Eine Reihe von mittlerweile hinreichend bekannten schwarz gekleideten Soldaten bewegte sich langsam den Hügel hoch. Die Männer griffen nicht an, bewegten sich lediglich in langsamer, geduckter Haltung. Sie blieben dabei in strikter Formation. Das war keine Attacke – sie pirschten sich an. Stellten sicher, dass nichts an ihnen vorbeigelangen konnte.
Scheiße! Wie konnten die uns gefunden haben?
Aber jetzt war keine Zeit für irgendwelche Tricks. Sie würden mich sehen, sobald ich mich bewegte. Es gab keine Umgebung auf der Welt, in der ein gelb-weiß gepunkteter Pyjama mühelos mit der Umgebung verschmelzen konnte.
Ich ließ das Holz fallen, schrie Leon eine Warnung zu und setzte mich in Bewegung. Rannte hügelaufwärts, so schnell, wie ich nur konnte, und meine Brust schmerzte unter der Belastung. Mein Tod war einfach noch nicht lange genug her für solche Anstrengungen.
Hinter mir brüllte jemand einen Befehl. Sie hatten mich also gesehen.
Halb erwartete ich einen Kugelhagel, aber der kam nicht. Vielleicht war die Sicht auf mich durch die Bäume hindurch nicht klar genug für Beschuss.
Leon warf unser Zeug zurück in den Pod.
Ich riskierte einen Blick über die Schulter und sah, dass zwei von ihnen wieder mit ihrem Föhn-Ding zielten.
Wenn das EMIs waren, dann mussten die Typen gar nicht auf uns schießen. Sie konnten einfach den Pod außer Gefecht setzen und uns dann in aller Seelenruhe einsammeln. Dies hier war eine kleine Insel. Wir würden ihnen nicht lange aus dem Weg gehen können.
Mühsam kämpfte ich mich weiter den Hügel hoch. Meine Brust stach, und ich bekam kaum Luft. Gestern um diese Zeit war ich noch tot. Was erwarteten die Leute eigentlich von mir?

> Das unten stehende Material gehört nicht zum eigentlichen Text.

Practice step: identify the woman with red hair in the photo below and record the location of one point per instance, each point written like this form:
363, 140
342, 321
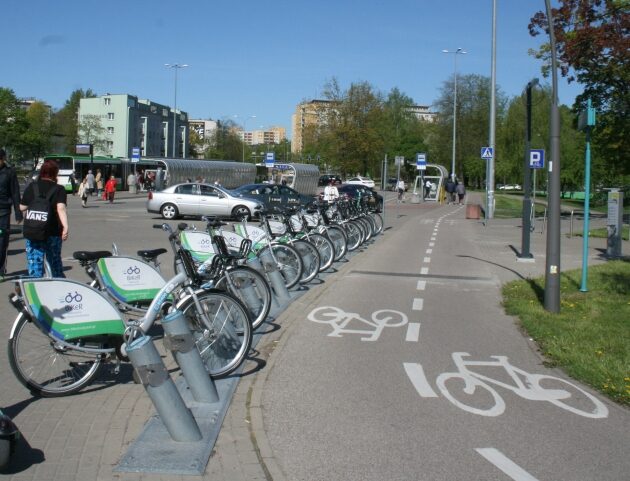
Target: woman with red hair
47, 243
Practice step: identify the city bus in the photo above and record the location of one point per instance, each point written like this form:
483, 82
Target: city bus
301, 177
229, 174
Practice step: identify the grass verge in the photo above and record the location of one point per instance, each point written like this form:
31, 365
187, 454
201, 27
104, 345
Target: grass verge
590, 337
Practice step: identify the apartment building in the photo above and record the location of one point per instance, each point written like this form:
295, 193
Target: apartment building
130, 122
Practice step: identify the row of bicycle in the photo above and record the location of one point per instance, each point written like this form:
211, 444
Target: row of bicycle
225, 284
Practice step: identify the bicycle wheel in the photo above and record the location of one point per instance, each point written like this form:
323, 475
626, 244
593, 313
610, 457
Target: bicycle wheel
340, 242
569, 396
487, 401
222, 329
353, 234
289, 262
251, 288
45, 366
378, 222
325, 248
310, 260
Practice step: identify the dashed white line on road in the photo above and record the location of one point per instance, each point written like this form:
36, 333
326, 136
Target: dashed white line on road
418, 379
413, 332
505, 464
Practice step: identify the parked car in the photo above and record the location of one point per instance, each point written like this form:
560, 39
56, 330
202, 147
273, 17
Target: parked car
326, 178
360, 180
197, 199
353, 190
273, 194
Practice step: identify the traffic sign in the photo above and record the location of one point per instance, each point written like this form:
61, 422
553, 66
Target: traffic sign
421, 161
135, 154
536, 159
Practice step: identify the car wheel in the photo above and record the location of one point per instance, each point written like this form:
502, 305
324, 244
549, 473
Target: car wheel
169, 211
241, 212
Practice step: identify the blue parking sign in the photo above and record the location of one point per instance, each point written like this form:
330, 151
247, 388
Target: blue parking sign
536, 159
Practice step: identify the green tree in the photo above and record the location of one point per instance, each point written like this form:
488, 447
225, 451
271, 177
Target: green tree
13, 123
593, 45
65, 122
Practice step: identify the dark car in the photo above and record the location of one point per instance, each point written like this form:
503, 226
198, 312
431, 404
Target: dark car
326, 178
273, 194
353, 190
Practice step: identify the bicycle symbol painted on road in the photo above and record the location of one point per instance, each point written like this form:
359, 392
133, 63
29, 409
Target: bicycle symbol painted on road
473, 392
339, 321
76, 297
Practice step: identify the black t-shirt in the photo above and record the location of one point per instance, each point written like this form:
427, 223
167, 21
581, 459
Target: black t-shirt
53, 226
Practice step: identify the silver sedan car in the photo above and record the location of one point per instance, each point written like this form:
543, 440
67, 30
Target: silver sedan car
194, 199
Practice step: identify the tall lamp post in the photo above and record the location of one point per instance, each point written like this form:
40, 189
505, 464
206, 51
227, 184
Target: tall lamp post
176, 67
244, 124
455, 53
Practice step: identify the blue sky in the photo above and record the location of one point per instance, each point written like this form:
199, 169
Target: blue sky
260, 58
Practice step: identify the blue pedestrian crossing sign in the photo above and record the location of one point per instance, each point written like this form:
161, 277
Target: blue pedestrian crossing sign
536, 159
270, 158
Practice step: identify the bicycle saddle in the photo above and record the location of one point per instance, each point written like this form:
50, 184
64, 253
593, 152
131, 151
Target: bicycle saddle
90, 255
151, 253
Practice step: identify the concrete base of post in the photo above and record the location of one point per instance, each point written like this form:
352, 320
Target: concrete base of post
179, 340
170, 406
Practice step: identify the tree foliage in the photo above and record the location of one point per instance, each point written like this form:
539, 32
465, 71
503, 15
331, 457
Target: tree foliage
593, 47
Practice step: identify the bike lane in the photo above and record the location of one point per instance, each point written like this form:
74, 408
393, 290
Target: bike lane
355, 397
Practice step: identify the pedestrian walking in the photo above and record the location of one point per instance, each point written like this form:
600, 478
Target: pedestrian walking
91, 182
461, 192
45, 240
110, 189
9, 197
83, 191
400, 186
98, 180
450, 190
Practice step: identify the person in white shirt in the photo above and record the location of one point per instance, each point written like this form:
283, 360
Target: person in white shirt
331, 193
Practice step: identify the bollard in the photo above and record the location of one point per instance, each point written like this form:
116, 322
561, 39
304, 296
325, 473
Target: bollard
275, 278
170, 406
179, 340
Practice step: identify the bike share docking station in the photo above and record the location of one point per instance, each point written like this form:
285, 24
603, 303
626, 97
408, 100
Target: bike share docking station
180, 437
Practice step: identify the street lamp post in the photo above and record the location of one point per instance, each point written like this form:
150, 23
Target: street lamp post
176, 67
244, 124
455, 53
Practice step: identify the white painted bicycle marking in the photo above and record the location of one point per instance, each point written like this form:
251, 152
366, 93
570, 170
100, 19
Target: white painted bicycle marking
418, 304
505, 464
339, 321
528, 386
418, 379
413, 332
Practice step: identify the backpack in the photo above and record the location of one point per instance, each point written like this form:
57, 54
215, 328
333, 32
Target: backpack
37, 214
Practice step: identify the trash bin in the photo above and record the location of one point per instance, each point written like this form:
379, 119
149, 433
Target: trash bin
473, 211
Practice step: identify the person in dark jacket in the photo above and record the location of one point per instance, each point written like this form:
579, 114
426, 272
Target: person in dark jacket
9, 197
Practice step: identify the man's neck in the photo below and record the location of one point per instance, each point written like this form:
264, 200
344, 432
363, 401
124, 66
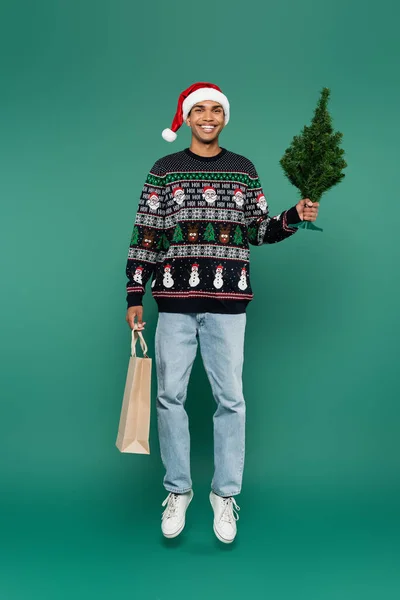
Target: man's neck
205, 149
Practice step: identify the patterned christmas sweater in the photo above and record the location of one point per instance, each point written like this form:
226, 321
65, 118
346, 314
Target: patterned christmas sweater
196, 218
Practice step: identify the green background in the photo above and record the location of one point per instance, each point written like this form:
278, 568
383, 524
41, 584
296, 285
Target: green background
87, 88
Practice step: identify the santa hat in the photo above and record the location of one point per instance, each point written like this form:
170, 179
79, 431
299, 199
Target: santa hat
195, 93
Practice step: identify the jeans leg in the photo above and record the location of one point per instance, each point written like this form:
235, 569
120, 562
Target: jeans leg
221, 343
176, 347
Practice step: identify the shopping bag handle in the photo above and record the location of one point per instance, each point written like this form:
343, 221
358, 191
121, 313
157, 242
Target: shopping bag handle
135, 336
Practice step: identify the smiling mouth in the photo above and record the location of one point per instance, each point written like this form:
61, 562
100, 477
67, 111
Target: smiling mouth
208, 128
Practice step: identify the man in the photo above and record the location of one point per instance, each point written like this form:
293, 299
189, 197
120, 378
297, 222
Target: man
200, 209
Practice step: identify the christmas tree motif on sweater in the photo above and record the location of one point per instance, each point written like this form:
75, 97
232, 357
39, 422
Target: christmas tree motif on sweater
178, 235
252, 233
148, 238
209, 234
135, 236
209, 195
194, 276
242, 284
224, 233
218, 281
168, 281
238, 236
179, 195
261, 202
153, 201
193, 232
238, 197
163, 243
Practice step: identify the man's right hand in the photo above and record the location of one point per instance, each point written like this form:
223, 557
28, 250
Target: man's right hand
135, 312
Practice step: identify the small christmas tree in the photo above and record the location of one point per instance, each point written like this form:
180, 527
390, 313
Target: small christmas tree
314, 161
209, 234
252, 233
163, 243
135, 236
178, 235
238, 236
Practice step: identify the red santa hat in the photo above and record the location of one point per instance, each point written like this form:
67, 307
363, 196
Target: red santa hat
195, 93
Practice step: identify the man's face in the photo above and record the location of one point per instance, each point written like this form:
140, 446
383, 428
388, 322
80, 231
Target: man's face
206, 120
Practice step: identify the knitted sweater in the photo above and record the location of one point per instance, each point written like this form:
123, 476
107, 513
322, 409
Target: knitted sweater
196, 218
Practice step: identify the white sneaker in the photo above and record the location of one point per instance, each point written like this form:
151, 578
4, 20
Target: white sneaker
173, 517
225, 517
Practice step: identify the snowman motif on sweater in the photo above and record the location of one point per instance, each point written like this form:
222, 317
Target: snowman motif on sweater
261, 202
138, 275
209, 194
218, 281
167, 281
179, 195
242, 285
153, 201
194, 278
238, 197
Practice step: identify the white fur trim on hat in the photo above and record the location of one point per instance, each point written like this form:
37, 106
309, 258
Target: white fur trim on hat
204, 94
169, 135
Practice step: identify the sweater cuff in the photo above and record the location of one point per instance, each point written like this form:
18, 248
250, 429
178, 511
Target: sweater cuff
134, 299
292, 216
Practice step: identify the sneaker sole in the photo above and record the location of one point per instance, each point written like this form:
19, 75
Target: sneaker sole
170, 536
221, 539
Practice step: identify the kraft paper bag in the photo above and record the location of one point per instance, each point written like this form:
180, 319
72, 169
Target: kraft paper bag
134, 424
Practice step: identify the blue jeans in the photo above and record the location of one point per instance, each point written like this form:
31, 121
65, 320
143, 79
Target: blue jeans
221, 338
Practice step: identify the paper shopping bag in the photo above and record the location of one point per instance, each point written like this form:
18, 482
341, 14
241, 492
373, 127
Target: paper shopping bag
134, 423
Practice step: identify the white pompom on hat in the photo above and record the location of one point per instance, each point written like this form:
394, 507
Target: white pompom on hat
197, 92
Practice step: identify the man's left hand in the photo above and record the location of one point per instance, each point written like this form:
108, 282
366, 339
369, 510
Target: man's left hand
308, 211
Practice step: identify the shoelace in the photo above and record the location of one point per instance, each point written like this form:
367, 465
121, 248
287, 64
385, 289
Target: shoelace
230, 511
172, 502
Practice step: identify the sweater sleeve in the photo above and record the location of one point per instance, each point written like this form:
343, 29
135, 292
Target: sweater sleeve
147, 236
261, 228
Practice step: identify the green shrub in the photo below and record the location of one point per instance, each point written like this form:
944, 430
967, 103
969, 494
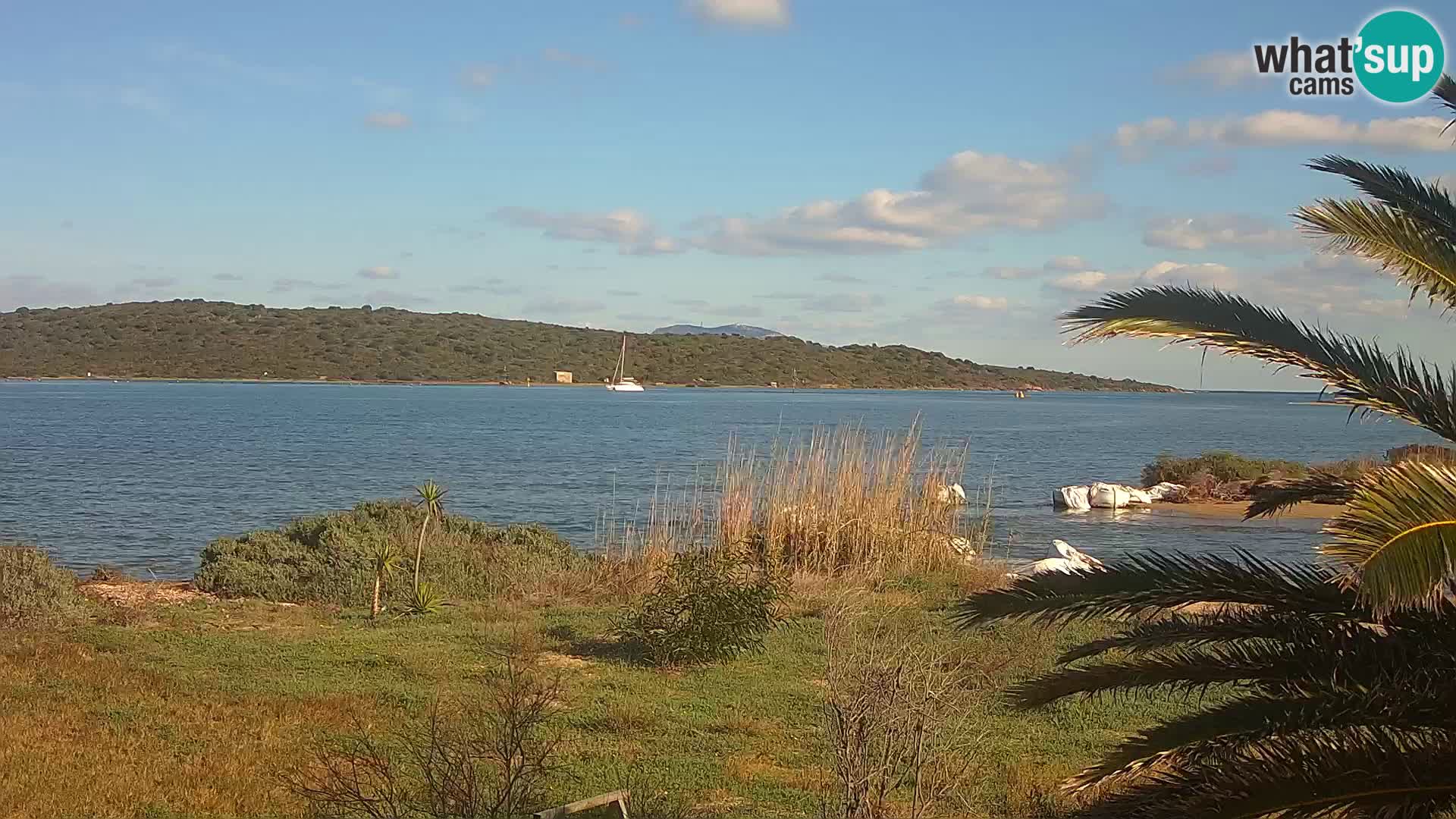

Ich schrie Leon zu: »Verschwinde! Weg mit dir!«
Er ignorierte mich. Stattdessen kam er mir entgegengerannt, packte mich am Arm und schleifte mich buchstäblich in den Pod. Als wir durch die Tür stürzten, brüllte er bereits: »Computer, Notrückholung. Jetzt.«
Ich machte mich bereit, denn ich wusste, dass das wehtun würde.
Und das tat es auch.
Die Welt wurde schwarz.
Ich lag auf dem Rücken, inmitten eines Durcheinanders von Sachen, und starrte nach oben an die Decke.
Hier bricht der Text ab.